En başta, Yavuz Sultan Selim meselesi. Osmanlı tarihi içinde Yavuz Sultan Selim elbette çok önemli bir kişiliktir. Ancak onun önemi, bazı tarihi gerçekleri de telafi etmez. Anadolu’da Alevi/kızılbaş kıyımı bu dönemde yaşanmıştır. Hoca bunu reddetmiyor, ama telafi etme çabası içinde olduğu görülüyor. Kitap için büyük bir gediktir bu bakış açısı. Bu konuda, kabul edilebilir olmasa bile, yazarın resmi tarih çerçevesinden baktığı düşünülebilir. Ama, Yavuz konusunda bir büyük eksiklik daha yapılıyor; Yavuz’dan sonra dört asır, Doğu ve Ortadoğu’nun sulh içinde olduğu ileri sürülüyor. Hem de “sulh içinde 4 asır” biçiminde sayı ile (s.234, 248, 250) yazılarak. Yeri geldiğinde tarih eğitimine ve yanlış yaklaşımlara ağır bir biçimde “çakan” Hoca (s.183) Yavuz dönemi için oldukça esnek bir tutumla, meselenin etrafından dolanarak geçmeyi seçiyor gibi bir görüntü veriyor.

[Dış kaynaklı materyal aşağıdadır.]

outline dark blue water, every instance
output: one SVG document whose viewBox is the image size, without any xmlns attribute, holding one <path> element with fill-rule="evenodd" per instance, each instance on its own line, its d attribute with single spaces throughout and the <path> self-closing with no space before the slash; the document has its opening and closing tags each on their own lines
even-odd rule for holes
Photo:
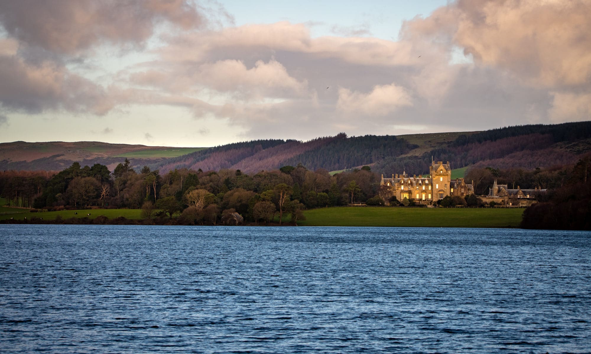
<svg viewBox="0 0 591 354">
<path fill-rule="evenodd" d="M 0 225 L 0 352 L 591 352 L 591 233 Z"/>
</svg>

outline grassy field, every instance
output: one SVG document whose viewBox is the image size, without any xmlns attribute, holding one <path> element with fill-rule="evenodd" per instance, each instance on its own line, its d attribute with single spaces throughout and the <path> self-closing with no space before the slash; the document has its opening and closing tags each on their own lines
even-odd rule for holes
<svg viewBox="0 0 591 354">
<path fill-rule="evenodd" d="M 466 175 L 466 170 L 467 170 L 469 167 L 470 166 L 466 166 L 466 167 L 463 167 L 462 168 L 456 168 L 452 170 L 452 179 L 463 178 L 464 176 Z M 470 182 L 466 181 L 466 183 L 469 183 Z"/>
<path fill-rule="evenodd" d="M 22 209 L 20 209 L 22 210 Z M 105 215 L 109 219 L 114 219 L 119 217 L 125 217 L 128 219 L 141 219 L 141 209 L 96 209 L 95 210 L 63 210 L 61 211 L 48 211 L 47 212 L 27 212 L 18 214 L 0 215 L 0 220 L 5 220 L 14 218 L 16 220 L 22 220 L 26 217 L 27 219 L 33 218 L 43 218 L 44 220 L 53 220 L 57 215 L 60 215 L 64 219 L 70 218 L 88 217 L 94 219 L 100 215 Z M 77 212 L 74 214 L 74 212 Z M 90 216 L 87 214 L 90 213 Z"/>
<path fill-rule="evenodd" d="M 139 150 L 126 152 L 115 158 L 135 158 L 139 159 L 149 159 L 150 158 L 176 158 L 181 155 L 207 149 L 207 148 L 178 148 L 176 149 L 167 149 L 165 150 Z"/>
<path fill-rule="evenodd" d="M 341 206 L 304 212 L 302 226 L 518 227 L 524 209 Z"/>
</svg>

Doğu ve Ortadoğu’ya baktığımızda, Celali isyanlarından, Yemen’de Zeydi isyanlarına, Arap vilayetlerindeki ve Anadolu’daki vali isyanlarına varıncaya kadar, ortalık hep karışmış. Kan ve çatışma eksik olmamış. 1566’da Yemen’de İmam el-Muhtar ayaklanması, 1630’da yine Yemen isyanı, 1800’lerin başında Vehabilerin Mekke ve Medine’yi işgali, yakıp yıkmaları, Nadir Şah’ın 1733’de Badat’ı kuşatması gibi daha bir çok kanlı savaş, isyan ve ayaklanma bu dört asırlık dönemde yaşanmıştır. Buradaki sulh, aslında galiplerin sulhudur. Ki bu konu çok su kaldırır bir durumdur.
Bunların dışında, Hoca’nın yanlışlığından geldiğine inanmadığımız, tamamen editöryel hatalardan kaynaklanan sorunlar var: St. Jean Şövalyeleri’ne, bunlar daha Rodos’ta iken ve adları bizim tarihimizde Rodos Şövalyeleri olarak anılırken, “Malta şövalyeleri” denmesi (s.202) gibi eksiklikler, kitaba ciddi bir hasara sebebiyet veriyor doğrusu.
Yine, çözümü zor cümleler (s. 247) ve yoğun bir tekrara rastlıyoruz. Özellikle Fatih ve Yavuz bahsinde. Bunların da birer editöryel eksiklik olduğunu düşünüyoruz. Bu tekrarlar, en azından kitabın akademik veçhesine zarar veriyor.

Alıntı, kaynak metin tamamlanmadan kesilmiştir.